After that first, timid taste, I finally understood how to eat cooked leaf. At the K&W cafeteria, I began to order a dish of greens every time. Drizzle the vinegar, sprinkle the salt and eat them with a bite of cornbread. My grandmother told me turnip greens would be sweeter, mustard greens spicier. I gave them a shot and I’ve been eating greens ever since.
But, I never tried chard until I moved to the Pacific Northwest. What a revelation. All the weight and chew of collards, but with a sweetness that I never tasted in greens before. And, the colors! When I cooked up a mess of chard, they glistened in a pool of bright red liquor. The hardy greens of my Southern childhood were full of strength and practicality, but chard had a little sexiness. Their leaves weren’t content to be pure green, scarlet ribs and vessels showed exactly where the life flowed.

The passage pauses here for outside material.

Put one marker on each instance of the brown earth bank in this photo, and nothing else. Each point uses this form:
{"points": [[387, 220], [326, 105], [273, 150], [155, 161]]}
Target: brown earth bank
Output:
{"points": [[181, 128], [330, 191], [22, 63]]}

I now make greens several times a week, rotating through kale, collards, turnip, mustard and chard. Washing, trimming and slicing the greens still often feels like a chore, a long process that can’t be avoided. However, I treasure the butchering of chard. I am keenly aware that the leaves I cut were once alive. And as I separate the tender leaf from the rib, I half expect to see that life come spilling out all over the counter. It doesn’t, of course. Instead, it spills into me.
serves 4 a side dish… or 1 hungry mom
1 Bunch Chard
3 cloves garlic
0.5 tsp Salt
0.5 tsp Sugar
+ Put a cast iron skillet on the stove, pour in enough olive oil to cover the bottom of the pan. Turn the heat onto medium low.
+ Mince each of the garlic cloves in a press. (I used to chop the garlic, but I found the garlic press minced the garlic in a way that gave me even more garlic flavor. It’s a pain to clean the press, but I think it’s worth it.)
+ Put the garlic into the warm oil. Keep an eye on the skillet, you don’t want the garlic to brown, you just want it to flavor the oil in the pan.
+ While the garlic steeps, slice the chard. I first slice the ribs out of the center of each leaf. Then I stack the trimmed leaves on top of each other and slice them into thin ribbons.
+ Wash the sliced leaves THOROUGHLY. This is another step that feels like a chore. Isn’t one washing enough? Not when you get gritty sand in a bite later. So, I use my salad spinner and rinse the greens three times. (I don’t dry the leaves, though, just drain them. The water clinging to the leaves is what will be the braising liquid.)
+ Turn the skillet up to medium heat. When the garlic just begins to sizzle in the oil, put the wet, sliced chard into the pan. (I love the popping and crackling sound when I do that.)
+ Saute the greens until they wilt. Sprinkle the greens with the salt and sugar.
+ Let the greens cook gently for 5-10 minutes. (It just depends on how big your bunch was and how wide your pan is.) Because there is so little water, but a nice amount of oil, the greens will cook down, the water will evaporate and then the green will begin to sizzle again, getting a little crisp at the edges as they almost fry at the end of the cooking time. The little bit of sugar will give the greens a shiny glaze.
I love the mix of soft and crisp texture and I always give myself the biggest serving. My children eat them out of bravery right now, but once they figure out the joy of greens, I won’t be able to hog them all anymore. Of course, I’ll be happy to share. After all, blood is thicker than chard.